Gray is working on a project to provide education and training to mental health workers and community leaders in Haiti. She works with local street children, communities, and nonprofit organizations to find creative paths to healing, including dance, drumming, rituals and song.
The presentation, which is the kick-off event for the annual Black Arts Festival sponsored by the Black Student Union at Bucknell, will include an auction of original artwork by Bucknell students and staff to benefit Gray's program in Haiti.
Alex Dupuy, professor of sociology at Wesleyan University, will give the talk, "Class, Power, and Sovereignty: Haiti Before and After the Earthquake," Thursday, April 21, at 7:30 p.m. in the Forum of the Elaine Langone Center.
An internationally recognized scholar and specialist on Haiti, Dupuy has given interviews and commentaries on Haitian affairs on local, national and international radio and television networks, including the "News Hour" with Jim Lehrer, Toronto Public TV, National Public Radio, Pacifica Radio, the BBC, the CBC and the Australian Broadcasting Company.
He is the author of Haiti in the World Economy: Class, Race, and Underdevelopment Since 1700, Haiti in the New World Order: The Limits of the Democratic Revolution, and The Prophet and Power: Jean-Bertrand Aristide, the International Community, and Haiti.

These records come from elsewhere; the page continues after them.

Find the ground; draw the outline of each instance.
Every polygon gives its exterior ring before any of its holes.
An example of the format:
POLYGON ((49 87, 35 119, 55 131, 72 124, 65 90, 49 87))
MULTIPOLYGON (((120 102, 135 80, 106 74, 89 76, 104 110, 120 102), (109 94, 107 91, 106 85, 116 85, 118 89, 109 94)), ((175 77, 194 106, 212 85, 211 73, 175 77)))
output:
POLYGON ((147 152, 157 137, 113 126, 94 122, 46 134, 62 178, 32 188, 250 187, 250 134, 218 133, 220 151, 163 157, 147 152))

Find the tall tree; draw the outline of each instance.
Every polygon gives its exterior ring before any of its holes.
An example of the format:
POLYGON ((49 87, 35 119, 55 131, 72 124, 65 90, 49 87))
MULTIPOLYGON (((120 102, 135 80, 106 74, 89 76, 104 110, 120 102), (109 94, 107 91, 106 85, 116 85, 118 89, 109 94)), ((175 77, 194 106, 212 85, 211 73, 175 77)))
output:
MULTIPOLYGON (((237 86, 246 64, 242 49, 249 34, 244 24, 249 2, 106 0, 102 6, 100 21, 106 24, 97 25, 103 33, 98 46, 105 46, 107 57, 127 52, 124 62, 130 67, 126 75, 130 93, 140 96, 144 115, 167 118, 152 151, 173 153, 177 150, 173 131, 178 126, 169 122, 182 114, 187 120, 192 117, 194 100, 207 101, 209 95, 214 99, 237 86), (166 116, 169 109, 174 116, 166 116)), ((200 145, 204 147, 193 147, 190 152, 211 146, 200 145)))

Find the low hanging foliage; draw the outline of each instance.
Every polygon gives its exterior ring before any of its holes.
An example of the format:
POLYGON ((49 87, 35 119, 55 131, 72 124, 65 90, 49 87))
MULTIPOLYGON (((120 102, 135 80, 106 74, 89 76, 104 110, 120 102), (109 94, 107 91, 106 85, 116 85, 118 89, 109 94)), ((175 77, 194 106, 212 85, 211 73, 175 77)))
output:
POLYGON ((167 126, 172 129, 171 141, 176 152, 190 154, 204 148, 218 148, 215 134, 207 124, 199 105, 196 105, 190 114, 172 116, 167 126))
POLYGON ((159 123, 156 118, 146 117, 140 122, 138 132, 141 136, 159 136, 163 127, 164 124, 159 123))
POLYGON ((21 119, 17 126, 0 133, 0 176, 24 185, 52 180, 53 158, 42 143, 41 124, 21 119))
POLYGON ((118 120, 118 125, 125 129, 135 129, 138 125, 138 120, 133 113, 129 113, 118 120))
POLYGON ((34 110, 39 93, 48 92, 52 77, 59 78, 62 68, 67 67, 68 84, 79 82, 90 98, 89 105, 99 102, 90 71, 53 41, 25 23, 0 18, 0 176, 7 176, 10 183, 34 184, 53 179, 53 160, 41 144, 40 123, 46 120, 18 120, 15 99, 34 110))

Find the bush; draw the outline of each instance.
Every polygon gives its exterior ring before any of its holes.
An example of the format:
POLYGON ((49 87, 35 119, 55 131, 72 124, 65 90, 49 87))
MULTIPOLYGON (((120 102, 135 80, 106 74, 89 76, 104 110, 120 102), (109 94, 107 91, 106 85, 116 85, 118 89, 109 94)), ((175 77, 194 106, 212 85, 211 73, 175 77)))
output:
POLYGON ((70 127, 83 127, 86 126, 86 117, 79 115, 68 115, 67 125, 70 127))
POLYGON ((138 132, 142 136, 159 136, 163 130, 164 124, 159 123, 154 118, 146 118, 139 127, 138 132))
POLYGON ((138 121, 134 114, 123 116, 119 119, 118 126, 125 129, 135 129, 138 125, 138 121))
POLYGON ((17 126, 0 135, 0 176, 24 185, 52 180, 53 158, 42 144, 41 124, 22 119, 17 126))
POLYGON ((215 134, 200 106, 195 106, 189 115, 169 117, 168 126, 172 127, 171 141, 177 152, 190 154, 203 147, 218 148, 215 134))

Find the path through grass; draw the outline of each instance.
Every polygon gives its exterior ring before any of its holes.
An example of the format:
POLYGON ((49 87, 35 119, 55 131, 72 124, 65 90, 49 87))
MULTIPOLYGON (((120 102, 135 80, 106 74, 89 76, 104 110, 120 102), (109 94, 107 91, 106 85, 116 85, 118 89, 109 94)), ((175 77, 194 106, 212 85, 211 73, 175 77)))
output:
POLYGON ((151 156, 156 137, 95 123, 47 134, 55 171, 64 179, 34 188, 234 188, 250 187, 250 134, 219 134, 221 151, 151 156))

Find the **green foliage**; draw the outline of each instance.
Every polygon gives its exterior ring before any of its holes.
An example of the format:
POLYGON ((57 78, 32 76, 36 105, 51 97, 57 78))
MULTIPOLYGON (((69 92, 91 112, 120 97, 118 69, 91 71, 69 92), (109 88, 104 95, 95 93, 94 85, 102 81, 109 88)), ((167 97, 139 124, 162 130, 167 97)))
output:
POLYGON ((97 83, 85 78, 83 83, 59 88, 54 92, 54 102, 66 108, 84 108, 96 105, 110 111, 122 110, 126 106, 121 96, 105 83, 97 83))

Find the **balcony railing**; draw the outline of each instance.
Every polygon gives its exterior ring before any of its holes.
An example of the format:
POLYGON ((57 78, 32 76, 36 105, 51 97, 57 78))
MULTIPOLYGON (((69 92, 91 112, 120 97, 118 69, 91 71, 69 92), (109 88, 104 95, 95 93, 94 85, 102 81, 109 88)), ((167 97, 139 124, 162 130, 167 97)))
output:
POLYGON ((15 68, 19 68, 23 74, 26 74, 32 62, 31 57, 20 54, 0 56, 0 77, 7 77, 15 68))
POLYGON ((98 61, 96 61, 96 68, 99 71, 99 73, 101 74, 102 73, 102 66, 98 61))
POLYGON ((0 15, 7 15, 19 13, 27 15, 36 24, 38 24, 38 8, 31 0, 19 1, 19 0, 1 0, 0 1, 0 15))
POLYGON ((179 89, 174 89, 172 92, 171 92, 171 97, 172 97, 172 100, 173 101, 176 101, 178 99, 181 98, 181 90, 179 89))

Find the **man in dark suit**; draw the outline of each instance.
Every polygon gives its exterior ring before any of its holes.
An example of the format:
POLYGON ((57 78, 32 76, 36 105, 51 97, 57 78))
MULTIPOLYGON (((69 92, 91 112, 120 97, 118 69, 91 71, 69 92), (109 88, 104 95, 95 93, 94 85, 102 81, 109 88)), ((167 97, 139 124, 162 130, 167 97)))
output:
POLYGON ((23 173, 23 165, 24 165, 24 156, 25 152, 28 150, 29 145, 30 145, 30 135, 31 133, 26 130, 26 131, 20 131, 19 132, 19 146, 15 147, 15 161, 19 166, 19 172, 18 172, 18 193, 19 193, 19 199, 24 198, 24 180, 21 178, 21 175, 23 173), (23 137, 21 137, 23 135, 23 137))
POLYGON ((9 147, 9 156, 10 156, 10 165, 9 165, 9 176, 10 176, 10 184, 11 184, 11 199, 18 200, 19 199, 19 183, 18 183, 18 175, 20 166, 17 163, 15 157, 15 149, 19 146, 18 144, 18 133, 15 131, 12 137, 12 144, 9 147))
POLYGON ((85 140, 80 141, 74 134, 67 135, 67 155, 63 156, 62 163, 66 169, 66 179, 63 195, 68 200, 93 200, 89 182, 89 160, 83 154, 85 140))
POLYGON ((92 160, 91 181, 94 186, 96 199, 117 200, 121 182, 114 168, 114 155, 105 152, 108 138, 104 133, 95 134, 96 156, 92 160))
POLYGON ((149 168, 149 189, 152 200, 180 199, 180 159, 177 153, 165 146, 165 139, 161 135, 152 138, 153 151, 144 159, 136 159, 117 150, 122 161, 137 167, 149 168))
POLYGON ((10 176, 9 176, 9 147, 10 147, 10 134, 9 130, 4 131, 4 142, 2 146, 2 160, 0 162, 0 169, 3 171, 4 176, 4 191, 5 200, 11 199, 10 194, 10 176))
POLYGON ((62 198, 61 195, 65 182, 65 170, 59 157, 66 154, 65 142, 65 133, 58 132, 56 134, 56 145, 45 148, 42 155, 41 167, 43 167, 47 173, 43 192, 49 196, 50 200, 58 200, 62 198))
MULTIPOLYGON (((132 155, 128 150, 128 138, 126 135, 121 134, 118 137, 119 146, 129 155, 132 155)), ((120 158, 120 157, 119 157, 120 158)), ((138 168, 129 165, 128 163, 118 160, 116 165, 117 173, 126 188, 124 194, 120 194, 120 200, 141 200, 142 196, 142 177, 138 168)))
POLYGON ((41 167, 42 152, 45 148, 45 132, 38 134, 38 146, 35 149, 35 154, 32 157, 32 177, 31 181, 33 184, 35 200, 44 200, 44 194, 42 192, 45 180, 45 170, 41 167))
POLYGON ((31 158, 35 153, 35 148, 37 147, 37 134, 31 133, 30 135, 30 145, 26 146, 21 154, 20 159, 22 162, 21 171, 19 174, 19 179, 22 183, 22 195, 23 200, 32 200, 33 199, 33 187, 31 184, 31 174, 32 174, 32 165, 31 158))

In his talk, Dupuy will examine the notion that Haiti lost sovereignty with the creation of the Interim Haiti Recovery Commission following the Jan. 12, 2010, earthquake, arguing that Haiti was not sovereign before the earthquake because of the partnership of foreign powers and international financial institutions involved in Haiti. Dupuy's lecture is supported by a generous donation from the Dombeck family.